The UK government has announced a new set of rules aimed at reducing the cost of school uniforms for parents and households across the UK. The “legally-binding guidance” will require that schools make uniforms affordable and accessible for everyone in time for the next academic year.
What are the new rules?
The new statutory guidance from the Department for Education, designed “to ensure the cost of school uniforms is reasonable and secures the best value for money”, states that schools must adhere to the following:
- Ensure that the cost of a uniform does not restrict where pupils go to school
- Consider the quality and longevity of clothing as well as the cost
- Encourage and provide the use of second-hand uniforms
- Avoid frequent changes to uniform specifications
- Keep the use of branded clothing to a minimum
- Consider easily-accessible high street alternatives
- Make sure uniform policy is published on the website and is easy for parents to understand
- Use competitive and transparent contracts with suppliers to keep costs as low as possible
- Avoid requiring additional uniform for the purpose of extracurricular activities, such as sport, music, or drama
- Engage with parents and pupils when developing school uniform policy
Schools must have “taken steps” towards implementing the new guidance before parents purchase uniform for the academic year beginning in September 2022. Should schools need to tender to secure a new contract with suppliers, they will have until December 2022 to do so, allowing time to provide the new uniform by the summer of 2023.
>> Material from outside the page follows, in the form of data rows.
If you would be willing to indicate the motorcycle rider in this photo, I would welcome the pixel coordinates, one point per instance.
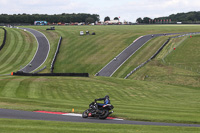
(106, 100)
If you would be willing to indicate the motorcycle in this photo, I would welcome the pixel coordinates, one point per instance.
(95, 110)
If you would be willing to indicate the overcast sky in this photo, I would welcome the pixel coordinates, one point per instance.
(128, 10)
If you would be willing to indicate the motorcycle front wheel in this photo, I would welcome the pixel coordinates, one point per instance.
(104, 114)
(85, 114)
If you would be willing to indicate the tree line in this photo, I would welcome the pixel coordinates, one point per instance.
(67, 18)
(189, 17)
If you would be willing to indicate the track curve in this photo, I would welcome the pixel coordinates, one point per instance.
(120, 59)
(41, 53)
(16, 114)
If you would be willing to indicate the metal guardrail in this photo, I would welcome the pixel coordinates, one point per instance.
(157, 52)
(55, 56)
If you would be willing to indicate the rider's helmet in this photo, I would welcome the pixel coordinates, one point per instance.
(106, 96)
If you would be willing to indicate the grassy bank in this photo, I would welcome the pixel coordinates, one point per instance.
(134, 100)
(91, 53)
(18, 51)
(24, 126)
(178, 67)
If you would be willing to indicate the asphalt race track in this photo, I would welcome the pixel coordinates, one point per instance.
(41, 53)
(16, 114)
(119, 60)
The government states that all schools should be “fully compliant” with the guidance by summer 2023.
How much do parents spend on school uniforms?
Previous research from the Department for Education in 2015 revealed that parents could save almost £50 on average if they bought all school uniform items from high street stores instead of from a designated shop or supplier.
Meanwhile, research conducted in 2020 by The Children’s Society charity found that parents with children in state schools spend £315 on average per year for each primary school child and £337 per year on each secondary school child. This was found to be more than three times what parents think is a reasonable cost for primary and secondary uniforms - £85 and £105 respectively.
Parents struggling to meet the cost of school uniforms can request help from their local authority. Councils in some parts of England, Wales, Scotland and Northern Ireland offer grants towards uniform costs. Generally speaking, however, these are only available for children who are already receiving free school meals.
You can find out if your local authority provides help with school uniform costs on the GOV.UK website. To work out if you are eligible for a school uniform grant, head over to your local council’s website.
How to cut the cost of school uniform
1. Check if you can get help from your local council or school
First things first, check if your local authority provides help towards the cost of school uniform using the government's postcode checker. If your council doesn’t provide any support, ask your child’s school directly, as they may be able to supply you with second-hand uniform.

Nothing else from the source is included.